Le gouvernement prévoyait que cette disposition soit facultative. Mme Pinel avait l'intention de déposer un amendement gouvernemental pour permettre d'identifier sans obligation une appellation "fait maison". Mais sous la pression de certains députés UMP et PS, la ministre du commerce et du tourisme a accepté de le rendre obligatoire.
Pour justifier ce choix, le président de la commission des affaires économiques, François Brottes (PS), explique que si le label n'est pas rendu obligatoire, "chacun [ferait] comme il veut". Pour Thomas Thévenoud, sans obligation, "personne ne va le faire : ceux qui décideront d'étiqueter le label seront davantage exposés aux contrôles, d'où un effet dissuasif".
- Quelles critiques contre ce label ?
Outre le surcoût que l'augmentation de la masse salariale en cuisine impliquerait, la notion même du "fait-maison" est décriée par certains.

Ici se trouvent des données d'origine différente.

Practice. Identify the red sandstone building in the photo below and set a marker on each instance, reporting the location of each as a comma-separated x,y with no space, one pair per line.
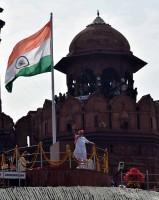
101,99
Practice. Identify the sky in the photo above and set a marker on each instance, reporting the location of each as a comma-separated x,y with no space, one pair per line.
137,20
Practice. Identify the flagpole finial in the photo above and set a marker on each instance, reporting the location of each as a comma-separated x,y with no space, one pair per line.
97,13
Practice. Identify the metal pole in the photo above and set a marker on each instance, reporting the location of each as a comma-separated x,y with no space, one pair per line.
121,176
147,179
41,156
52,81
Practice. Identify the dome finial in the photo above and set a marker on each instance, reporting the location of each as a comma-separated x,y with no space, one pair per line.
97,13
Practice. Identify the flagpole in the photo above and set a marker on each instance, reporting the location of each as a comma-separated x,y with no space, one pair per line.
52,83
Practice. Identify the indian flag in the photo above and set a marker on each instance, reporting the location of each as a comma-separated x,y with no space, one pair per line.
30,56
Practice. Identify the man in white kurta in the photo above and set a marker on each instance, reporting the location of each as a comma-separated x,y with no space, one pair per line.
80,152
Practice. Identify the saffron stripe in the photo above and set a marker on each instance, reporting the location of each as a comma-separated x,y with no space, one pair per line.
30,43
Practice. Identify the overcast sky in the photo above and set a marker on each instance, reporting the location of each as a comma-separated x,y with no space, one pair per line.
137,20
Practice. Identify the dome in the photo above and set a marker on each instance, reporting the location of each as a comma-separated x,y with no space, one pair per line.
99,37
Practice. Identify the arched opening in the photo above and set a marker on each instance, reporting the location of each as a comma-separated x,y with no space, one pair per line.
109,82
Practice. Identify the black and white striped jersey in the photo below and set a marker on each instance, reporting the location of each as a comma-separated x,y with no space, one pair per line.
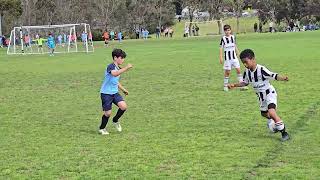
259,78
229,46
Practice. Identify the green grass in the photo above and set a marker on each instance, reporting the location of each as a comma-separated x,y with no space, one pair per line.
180,124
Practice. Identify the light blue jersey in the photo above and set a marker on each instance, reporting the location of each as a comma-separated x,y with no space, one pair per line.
84,36
110,83
51,42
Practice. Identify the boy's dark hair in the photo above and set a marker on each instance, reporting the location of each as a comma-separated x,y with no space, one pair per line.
247,53
227,26
118,53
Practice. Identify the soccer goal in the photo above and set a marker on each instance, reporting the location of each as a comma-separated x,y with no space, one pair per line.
68,38
203,28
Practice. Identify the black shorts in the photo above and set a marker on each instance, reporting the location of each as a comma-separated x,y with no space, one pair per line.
108,99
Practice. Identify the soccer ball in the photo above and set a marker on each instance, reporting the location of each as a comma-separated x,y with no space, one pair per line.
272,126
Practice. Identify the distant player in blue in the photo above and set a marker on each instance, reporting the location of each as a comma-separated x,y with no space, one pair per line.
109,91
51,44
120,36
84,37
60,40
64,38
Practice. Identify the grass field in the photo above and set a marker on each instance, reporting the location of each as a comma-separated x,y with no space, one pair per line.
179,125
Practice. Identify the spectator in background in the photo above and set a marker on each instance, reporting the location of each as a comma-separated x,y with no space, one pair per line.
271,27
193,31
120,36
197,30
112,35
171,32
260,27
146,34
186,31
291,25
1,43
161,31
158,32
137,33
255,27
166,32
90,38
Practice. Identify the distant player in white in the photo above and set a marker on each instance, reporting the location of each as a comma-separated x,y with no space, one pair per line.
229,52
258,76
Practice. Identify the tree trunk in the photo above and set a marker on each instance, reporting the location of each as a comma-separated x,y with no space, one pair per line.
238,24
160,18
0,23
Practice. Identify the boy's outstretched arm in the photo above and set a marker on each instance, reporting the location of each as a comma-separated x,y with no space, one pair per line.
117,73
123,89
240,84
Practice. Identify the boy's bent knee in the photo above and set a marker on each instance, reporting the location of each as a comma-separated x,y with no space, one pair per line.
272,106
265,114
122,105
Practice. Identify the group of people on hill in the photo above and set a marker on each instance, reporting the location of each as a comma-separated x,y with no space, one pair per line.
142,33
164,32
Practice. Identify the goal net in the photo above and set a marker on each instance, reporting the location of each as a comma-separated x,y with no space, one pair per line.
68,38
203,28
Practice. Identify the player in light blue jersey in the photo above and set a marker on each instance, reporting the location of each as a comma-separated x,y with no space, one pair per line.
60,40
51,44
84,38
109,91
119,36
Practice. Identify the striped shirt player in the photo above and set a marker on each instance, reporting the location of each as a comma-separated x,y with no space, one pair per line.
228,54
259,77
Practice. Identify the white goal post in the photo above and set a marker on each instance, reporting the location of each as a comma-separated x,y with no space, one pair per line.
205,28
33,39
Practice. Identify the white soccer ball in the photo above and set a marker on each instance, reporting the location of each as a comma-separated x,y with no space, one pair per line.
271,125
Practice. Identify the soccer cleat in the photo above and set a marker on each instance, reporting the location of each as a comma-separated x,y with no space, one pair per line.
244,88
103,132
117,126
285,136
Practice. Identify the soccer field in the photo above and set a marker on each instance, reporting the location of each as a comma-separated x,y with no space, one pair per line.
179,123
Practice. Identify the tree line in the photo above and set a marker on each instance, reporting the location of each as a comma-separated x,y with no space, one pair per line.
127,15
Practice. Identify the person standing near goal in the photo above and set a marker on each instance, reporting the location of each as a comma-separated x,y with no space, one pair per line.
229,50
51,44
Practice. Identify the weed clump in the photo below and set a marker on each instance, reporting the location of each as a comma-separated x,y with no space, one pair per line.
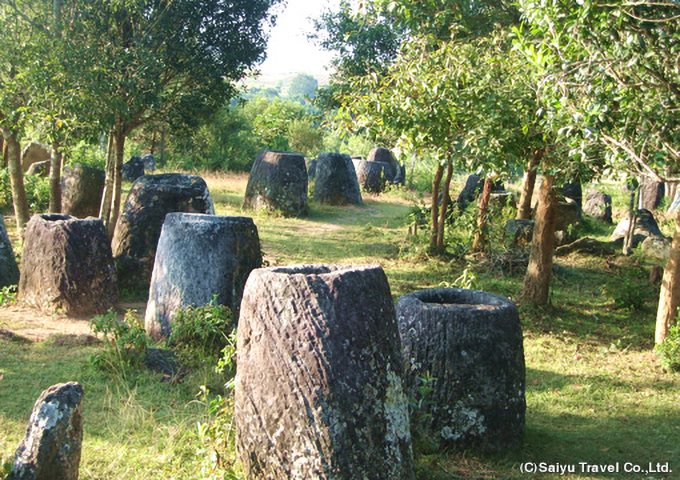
200,333
669,351
125,342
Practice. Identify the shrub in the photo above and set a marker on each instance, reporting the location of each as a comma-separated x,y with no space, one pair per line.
201,332
125,342
630,289
8,295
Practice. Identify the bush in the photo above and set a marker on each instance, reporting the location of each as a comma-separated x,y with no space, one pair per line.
201,333
630,289
669,351
125,342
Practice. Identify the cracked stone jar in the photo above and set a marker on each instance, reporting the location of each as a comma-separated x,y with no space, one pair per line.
318,385
464,361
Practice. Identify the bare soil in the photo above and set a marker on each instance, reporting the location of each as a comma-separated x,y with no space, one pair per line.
19,322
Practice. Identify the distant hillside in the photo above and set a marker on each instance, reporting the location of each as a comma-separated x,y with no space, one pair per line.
281,81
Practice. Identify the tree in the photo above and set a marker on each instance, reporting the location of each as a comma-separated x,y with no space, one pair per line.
145,60
303,87
610,74
15,83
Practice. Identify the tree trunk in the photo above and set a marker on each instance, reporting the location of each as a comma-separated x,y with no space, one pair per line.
413,171
536,286
119,149
480,234
434,210
114,179
632,218
3,151
16,176
446,200
524,207
669,296
105,210
55,179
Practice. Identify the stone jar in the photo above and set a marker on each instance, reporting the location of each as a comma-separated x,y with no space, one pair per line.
200,257
67,265
318,385
470,344
278,182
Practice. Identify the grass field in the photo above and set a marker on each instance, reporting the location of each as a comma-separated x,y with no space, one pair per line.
596,393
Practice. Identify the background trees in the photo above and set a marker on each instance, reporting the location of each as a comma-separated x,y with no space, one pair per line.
130,63
609,75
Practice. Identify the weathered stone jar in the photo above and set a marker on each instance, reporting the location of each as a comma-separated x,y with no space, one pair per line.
318,386
138,228
53,442
9,272
66,265
470,343
200,256
372,176
336,180
278,182
82,189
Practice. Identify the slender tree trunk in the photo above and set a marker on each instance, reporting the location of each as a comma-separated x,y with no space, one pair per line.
153,143
413,171
536,286
524,207
669,297
434,210
446,200
119,149
161,160
480,234
3,151
632,219
55,178
105,209
16,176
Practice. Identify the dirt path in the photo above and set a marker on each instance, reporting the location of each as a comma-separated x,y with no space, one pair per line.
36,326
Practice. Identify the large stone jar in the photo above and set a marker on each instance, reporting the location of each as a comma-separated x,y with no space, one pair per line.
199,257
138,228
82,190
470,343
336,180
318,387
278,182
66,265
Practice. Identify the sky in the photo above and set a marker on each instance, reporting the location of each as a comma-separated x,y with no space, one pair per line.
289,51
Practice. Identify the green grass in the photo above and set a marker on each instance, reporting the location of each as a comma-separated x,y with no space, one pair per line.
595,391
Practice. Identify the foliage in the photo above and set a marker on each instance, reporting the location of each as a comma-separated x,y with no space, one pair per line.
125,341
216,437
8,295
37,192
669,351
303,88
362,43
228,143
85,153
201,332
593,390
609,78
420,402
304,137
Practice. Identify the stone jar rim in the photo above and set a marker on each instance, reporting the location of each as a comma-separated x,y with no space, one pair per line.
318,269
454,298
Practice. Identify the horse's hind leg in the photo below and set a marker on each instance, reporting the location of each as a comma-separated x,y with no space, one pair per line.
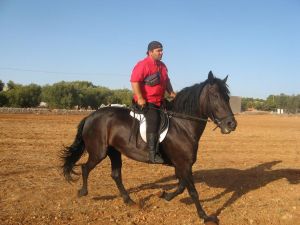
116,174
95,157
180,188
178,191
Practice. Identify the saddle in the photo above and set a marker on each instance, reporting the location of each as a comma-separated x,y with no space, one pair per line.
163,128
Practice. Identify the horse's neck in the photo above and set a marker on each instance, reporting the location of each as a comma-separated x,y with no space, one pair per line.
194,129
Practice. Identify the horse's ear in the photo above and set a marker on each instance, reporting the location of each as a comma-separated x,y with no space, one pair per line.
225,79
210,77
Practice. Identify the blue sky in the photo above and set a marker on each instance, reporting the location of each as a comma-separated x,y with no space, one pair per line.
256,42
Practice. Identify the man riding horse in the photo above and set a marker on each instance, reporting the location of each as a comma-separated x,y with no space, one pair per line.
150,81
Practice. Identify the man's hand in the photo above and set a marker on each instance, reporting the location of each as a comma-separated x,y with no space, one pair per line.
141,102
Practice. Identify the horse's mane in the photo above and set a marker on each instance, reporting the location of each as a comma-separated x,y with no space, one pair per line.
187,100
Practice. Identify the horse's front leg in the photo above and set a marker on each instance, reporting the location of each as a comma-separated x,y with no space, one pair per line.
188,179
180,188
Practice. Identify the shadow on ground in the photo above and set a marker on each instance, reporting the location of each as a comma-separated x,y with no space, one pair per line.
235,181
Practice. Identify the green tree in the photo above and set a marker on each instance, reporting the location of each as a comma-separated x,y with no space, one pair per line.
1,85
61,95
24,96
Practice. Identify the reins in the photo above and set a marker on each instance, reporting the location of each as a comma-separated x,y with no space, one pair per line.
181,115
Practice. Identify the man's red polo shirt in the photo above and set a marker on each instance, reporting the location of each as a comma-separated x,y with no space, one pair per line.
145,68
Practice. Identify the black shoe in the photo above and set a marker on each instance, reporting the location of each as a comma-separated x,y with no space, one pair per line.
152,141
155,158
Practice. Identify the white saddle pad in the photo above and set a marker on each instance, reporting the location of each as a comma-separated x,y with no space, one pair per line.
143,125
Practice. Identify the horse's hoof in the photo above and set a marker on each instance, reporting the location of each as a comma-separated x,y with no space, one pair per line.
82,192
211,220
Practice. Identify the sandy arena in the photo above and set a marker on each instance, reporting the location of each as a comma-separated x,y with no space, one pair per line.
251,176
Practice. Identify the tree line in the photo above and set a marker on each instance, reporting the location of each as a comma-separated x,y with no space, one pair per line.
290,103
83,94
62,95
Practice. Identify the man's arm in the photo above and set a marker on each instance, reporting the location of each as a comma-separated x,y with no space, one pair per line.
137,91
170,89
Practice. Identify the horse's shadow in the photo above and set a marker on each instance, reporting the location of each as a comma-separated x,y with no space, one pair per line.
235,181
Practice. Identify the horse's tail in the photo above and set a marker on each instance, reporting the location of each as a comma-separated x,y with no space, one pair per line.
71,154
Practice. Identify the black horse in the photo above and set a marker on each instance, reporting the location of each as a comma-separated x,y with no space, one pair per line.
108,132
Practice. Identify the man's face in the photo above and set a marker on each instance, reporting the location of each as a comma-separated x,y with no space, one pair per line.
156,54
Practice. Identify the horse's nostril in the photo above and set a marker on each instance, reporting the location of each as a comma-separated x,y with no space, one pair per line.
231,124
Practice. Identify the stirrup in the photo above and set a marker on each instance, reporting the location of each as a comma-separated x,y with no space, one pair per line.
155,158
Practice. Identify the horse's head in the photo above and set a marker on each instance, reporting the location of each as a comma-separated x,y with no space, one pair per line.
215,94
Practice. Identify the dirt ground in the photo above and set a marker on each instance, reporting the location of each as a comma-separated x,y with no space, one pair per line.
251,176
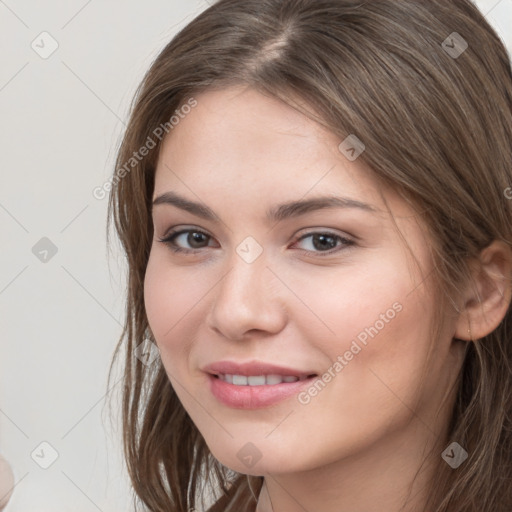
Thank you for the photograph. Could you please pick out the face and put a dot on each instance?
(244, 296)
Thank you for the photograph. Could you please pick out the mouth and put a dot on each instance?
(260, 380)
(254, 385)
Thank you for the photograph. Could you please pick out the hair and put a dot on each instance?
(437, 129)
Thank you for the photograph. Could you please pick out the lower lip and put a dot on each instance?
(255, 397)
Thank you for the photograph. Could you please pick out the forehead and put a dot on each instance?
(238, 141)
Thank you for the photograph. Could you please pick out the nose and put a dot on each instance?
(249, 299)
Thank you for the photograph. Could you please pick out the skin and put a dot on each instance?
(359, 442)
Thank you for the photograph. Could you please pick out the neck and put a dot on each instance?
(391, 476)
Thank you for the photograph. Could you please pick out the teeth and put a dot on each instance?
(258, 380)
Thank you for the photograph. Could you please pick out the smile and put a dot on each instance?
(258, 380)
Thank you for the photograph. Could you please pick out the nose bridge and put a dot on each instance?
(245, 298)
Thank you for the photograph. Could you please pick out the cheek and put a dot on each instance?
(373, 322)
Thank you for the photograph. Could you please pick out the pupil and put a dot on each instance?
(194, 238)
(324, 238)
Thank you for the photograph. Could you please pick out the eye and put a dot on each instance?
(194, 237)
(325, 242)
(321, 242)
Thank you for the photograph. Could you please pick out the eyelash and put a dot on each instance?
(169, 241)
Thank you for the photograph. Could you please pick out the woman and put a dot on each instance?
(312, 199)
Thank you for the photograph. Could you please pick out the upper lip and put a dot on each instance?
(253, 368)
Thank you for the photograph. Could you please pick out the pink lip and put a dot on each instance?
(253, 397)
(253, 368)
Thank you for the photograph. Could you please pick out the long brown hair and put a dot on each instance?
(436, 119)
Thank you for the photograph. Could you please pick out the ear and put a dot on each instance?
(488, 296)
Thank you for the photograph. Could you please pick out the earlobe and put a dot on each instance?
(488, 295)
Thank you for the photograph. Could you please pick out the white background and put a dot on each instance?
(61, 120)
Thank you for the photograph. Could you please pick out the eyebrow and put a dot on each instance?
(275, 214)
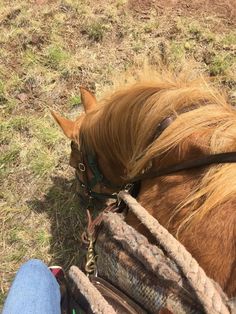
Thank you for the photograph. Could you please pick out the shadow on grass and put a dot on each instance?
(67, 218)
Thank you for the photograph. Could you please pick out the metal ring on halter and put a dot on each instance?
(82, 167)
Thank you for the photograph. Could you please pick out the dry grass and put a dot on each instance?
(47, 51)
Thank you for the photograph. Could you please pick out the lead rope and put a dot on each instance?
(203, 286)
(88, 237)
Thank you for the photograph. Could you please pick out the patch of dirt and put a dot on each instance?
(221, 8)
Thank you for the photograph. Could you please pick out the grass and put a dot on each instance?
(49, 50)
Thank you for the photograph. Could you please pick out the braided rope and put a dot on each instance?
(97, 302)
(210, 298)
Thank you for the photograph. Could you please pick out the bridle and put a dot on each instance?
(88, 162)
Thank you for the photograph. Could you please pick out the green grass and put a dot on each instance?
(48, 51)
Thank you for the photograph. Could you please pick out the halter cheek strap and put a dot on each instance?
(97, 177)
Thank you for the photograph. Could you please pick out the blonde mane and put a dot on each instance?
(124, 125)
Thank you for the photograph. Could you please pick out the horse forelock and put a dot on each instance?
(124, 125)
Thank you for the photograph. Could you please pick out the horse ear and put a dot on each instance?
(66, 124)
(88, 99)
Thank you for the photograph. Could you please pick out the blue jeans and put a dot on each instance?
(34, 291)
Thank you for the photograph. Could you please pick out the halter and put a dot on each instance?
(90, 163)
(133, 185)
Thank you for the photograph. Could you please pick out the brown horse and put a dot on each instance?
(153, 125)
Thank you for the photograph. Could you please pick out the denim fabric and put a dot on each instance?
(34, 291)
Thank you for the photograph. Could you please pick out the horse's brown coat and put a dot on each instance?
(196, 206)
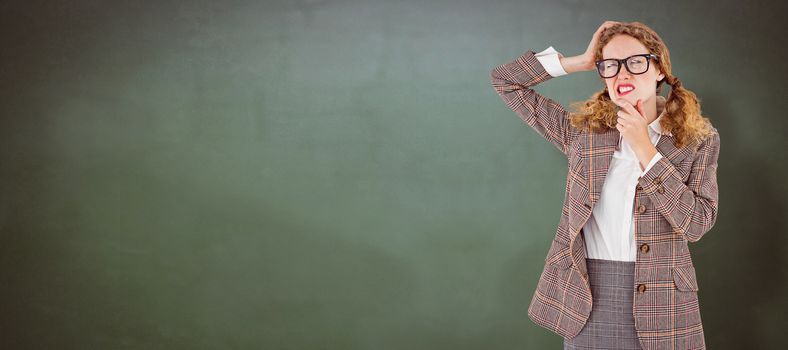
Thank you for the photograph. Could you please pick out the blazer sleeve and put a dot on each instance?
(691, 207)
(513, 82)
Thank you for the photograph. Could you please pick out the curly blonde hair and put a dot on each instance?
(682, 108)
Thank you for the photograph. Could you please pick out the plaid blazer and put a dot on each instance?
(675, 203)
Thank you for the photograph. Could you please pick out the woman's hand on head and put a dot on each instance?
(588, 56)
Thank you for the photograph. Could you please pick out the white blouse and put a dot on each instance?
(610, 233)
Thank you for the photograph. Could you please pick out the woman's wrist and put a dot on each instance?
(574, 64)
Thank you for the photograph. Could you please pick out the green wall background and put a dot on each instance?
(341, 174)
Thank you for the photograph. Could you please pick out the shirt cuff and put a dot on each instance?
(552, 64)
(653, 161)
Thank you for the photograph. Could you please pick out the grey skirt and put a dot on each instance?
(611, 324)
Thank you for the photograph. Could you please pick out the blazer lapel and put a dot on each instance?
(599, 152)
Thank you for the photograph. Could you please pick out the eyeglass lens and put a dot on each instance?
(635, 65)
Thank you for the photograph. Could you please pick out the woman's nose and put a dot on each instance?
(623, 72)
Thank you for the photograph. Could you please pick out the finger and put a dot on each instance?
(624, 115)
(629, 108)
(639, 108)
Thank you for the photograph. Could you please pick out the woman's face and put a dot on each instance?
(623, 46)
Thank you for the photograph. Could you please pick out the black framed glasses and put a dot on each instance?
(636, 64)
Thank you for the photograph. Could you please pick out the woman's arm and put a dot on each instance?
(690, 208)
(512, 81)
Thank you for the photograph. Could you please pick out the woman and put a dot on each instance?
(641, 184)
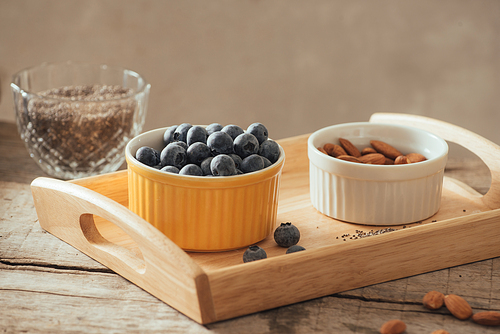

Elle ne permettrait pas de définir clairement ce qui est réellement fait maison, certains plats pouvant combiner des ingrédients bruts transformés en cuisine, des ingrédients bruts congelés et des ingrédients transformés congelés. "Vous serez incapables d'apposer votre label car tous les restaurants font à la fois du fait-maison et des produits transformés, a ainsi argumenté Philippe Adnot (non inscrit), sénateur de l'Aube. Les andouillettes de Troyes, elles sont faites chez moi. Le travail de ces ouvriers vaut largement ce que ferait maison un restaurateur quelconque."
"On ne pourra jamais contrôler l'utilisation correcte du label dans les 200 000 restaurants de France", ajoute Mireille Schurch, sénatrice communiste de l'Allier. Le député (UMP) du Pas-de-Calais Daniel Fasquelle explique que ce texte va dans la bonne direction, mais qu'il n'a jamais cru en ce label car "jamais nous n'aurions pu obliger les restaurateurs à l'utiliser et nous n'aurions pas pu les contrôler". Pour lui, "la ministre a manqué de courage". A ce label, il préfère une appellation "restaurant" réservée aux seuls lieux où le repas est cuisiné sur place avec des produits bruts. Il rejoint ainsi le Synhorcat, qui milite pour cette appellation et estime que les mesures annoncées par la ministre n'étaient qu'"un premier pas qui nous laisse un peu sur notre faim", et qui a dénoncé le risque d'une "mesurette".
Pour Thomas Thévenoud, le vote des sénateurs pose la question des relations entre les parlementaires et les lobbies. Selon lui, certains restaurateurs, mais surtout des groupes de distribution et des syndicats de restauration, avaient tout intérêt à ce que cette obligation ne passe pas à l'Assemblée nationale.